---
title: APIs
subtitle: "Application Programming Interfaces"
author:
  - name: Charles Pletcher
    affiliations: Tufts University
    orcid: 0000-0003-2734-5511
    email: charles.pletcher@tufts.edu
license:
  code: MIT
date: 2025-03-31
---

# Application Programming Interfaces

You will hear the term "API" in many different contexts when it comes to computer programming. Already in this class, we have discussed Python's API for the file system.

Often, however, when someone mentions an API, they are referring to a web-based API that is usually accessed over HTTP(S). You might have heard about the kerfuffle when Twitter shut down much of the access to its API, or when Reddit did the same thing a few years earlier. These APIs are servers that provide _interfaces_ (the "I" in "API") to a platform's data.
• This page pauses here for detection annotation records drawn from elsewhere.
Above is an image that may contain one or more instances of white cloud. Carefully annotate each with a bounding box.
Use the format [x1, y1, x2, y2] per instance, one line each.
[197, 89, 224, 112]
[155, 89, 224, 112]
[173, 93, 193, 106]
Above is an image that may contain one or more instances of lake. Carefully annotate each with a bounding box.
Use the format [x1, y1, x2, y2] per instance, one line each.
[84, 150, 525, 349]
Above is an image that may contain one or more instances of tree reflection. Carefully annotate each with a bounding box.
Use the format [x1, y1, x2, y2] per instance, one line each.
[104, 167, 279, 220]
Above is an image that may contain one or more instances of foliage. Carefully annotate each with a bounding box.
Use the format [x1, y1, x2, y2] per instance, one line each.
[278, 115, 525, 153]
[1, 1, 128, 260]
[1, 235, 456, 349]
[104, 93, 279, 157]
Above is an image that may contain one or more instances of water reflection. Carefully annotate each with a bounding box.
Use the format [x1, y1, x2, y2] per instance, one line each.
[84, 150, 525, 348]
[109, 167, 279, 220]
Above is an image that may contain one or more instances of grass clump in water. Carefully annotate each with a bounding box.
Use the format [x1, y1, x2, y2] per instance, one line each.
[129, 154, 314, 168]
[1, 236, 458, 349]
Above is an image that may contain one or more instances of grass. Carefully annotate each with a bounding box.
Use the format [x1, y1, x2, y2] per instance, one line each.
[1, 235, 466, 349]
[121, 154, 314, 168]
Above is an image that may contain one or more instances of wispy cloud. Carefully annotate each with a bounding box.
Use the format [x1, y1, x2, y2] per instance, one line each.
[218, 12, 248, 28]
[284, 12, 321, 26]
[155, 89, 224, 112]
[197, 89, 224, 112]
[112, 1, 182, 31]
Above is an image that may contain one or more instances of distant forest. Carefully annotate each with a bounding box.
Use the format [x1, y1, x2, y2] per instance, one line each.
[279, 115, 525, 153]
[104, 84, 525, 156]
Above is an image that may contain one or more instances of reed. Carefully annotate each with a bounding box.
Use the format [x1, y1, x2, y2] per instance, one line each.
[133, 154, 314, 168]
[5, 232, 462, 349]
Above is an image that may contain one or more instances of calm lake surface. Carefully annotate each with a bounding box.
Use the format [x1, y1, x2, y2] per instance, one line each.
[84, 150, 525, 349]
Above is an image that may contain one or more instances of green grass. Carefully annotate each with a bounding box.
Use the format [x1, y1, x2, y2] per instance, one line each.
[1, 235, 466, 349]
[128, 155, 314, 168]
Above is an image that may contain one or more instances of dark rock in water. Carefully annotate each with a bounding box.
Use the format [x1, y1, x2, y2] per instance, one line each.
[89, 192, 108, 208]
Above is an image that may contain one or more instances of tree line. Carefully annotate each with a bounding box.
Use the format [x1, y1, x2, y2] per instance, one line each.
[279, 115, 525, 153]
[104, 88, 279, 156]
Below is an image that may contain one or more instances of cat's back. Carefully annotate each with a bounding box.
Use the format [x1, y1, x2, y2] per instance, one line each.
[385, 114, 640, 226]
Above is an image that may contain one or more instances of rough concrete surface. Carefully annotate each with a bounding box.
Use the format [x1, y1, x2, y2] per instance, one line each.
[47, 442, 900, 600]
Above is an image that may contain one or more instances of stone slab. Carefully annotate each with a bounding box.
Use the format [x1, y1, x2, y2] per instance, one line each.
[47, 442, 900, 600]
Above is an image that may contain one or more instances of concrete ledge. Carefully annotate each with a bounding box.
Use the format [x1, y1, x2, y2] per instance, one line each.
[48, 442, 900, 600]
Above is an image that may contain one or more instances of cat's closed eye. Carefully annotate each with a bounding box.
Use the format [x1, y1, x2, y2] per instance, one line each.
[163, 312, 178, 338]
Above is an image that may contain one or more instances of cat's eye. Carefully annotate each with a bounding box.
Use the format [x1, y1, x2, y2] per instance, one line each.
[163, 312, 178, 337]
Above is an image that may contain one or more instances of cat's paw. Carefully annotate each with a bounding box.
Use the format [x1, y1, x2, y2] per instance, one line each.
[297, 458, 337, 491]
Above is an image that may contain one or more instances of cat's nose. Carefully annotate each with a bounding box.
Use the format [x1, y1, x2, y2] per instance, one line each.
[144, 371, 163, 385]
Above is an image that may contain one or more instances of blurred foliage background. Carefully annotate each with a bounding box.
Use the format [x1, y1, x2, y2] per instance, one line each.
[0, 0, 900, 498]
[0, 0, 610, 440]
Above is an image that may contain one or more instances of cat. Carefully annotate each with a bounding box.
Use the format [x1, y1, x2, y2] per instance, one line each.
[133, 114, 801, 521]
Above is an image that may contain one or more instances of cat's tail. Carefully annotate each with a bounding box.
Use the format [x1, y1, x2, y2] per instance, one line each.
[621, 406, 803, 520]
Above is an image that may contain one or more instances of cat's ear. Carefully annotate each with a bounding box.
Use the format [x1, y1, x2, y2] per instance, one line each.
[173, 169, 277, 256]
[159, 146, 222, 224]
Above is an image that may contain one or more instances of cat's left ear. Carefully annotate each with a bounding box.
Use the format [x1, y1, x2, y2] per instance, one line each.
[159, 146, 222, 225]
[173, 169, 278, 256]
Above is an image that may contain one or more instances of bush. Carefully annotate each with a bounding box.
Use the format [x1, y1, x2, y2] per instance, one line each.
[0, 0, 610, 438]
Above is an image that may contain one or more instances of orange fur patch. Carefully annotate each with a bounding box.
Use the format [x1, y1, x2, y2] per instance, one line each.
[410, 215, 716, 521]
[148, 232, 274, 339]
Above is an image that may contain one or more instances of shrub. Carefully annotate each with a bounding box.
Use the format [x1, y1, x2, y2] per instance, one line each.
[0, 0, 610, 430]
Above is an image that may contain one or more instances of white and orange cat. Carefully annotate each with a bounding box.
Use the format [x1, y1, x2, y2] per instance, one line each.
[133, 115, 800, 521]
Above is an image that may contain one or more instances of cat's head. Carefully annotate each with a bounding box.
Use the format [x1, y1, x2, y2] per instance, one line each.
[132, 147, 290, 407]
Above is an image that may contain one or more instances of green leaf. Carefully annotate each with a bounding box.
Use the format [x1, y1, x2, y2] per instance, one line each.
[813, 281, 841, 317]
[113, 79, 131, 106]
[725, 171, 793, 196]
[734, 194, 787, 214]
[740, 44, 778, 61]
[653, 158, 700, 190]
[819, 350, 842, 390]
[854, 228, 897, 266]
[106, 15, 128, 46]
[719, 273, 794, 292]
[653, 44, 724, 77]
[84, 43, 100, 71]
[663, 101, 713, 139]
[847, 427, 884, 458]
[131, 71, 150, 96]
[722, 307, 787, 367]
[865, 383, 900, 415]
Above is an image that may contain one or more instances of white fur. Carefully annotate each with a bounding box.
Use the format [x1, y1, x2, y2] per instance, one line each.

As you probably noticed while reading @Walker2019, it is not exactly uncommon for references to APIs to become out of date.

Luckily, we can still use the API provided by the [Digital Public Library of America](https://dp.la) for our work for this class.

We'll be working with the Python [Requests](https://docs.python-requests.org/en/latest/) library, which provides its own easy-to-use API for making HTTP requests. In other words, it's APIs all the way down.

## Getting an access token

Generally, APIs will ask that you first obtain a key to use them. Even if APIs offer unlimited requests, it is important for them to require users to supply an API key so that they can track (often anonymized) usage statistics, errors, and so on.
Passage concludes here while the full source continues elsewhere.